Objective

Patch clamp electrophysiology remains the gold standard for studying ion channels since it was described by Sakmann and Neher in the 1970’s. Although yielding information rich data, conventional patch clamp is technically demanding and not suitable for high throughput screening efforts. Automated patch clamp devices capable of measuring either single cells, or multiple cells simultaneously have been developed, the highest throughput so far recording from 768 cells simultaneously and therefore addressing the needs of high throughput screening laboratories. There is an increasing demand for both higher throughput and more technically demanding features such as temperature control, internal solution exchange, current clamp, dynamic clamp and optogenetics. Here we focus on the Patchliner and SyncroPatch 384/768PE, two automated patch clamp devices recording from 8 or 384/768 cells simultaneously, respectively.

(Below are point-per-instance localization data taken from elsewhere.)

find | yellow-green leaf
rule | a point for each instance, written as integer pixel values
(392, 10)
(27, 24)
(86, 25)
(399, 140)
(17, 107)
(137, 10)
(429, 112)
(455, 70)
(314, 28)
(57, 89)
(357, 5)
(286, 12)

In the light of the CiPA initiative, features such as temperature control and current clamp recordings of stem cell-derived cardiomyocytes (hiPSCs) on automated patch clamp devices have become important. We show temperature-controlled recordings of hERG and nAChα7R on the Patchliner and/or SyncroPatch 384/768PE. We also show action potentials of hiPSC-CMs, and manipulation of action potential duration by introducing virtual IK1 using dynamic clamp on the Patchliner. Activation of channels using internal perfusion and manipulation using light is also shown.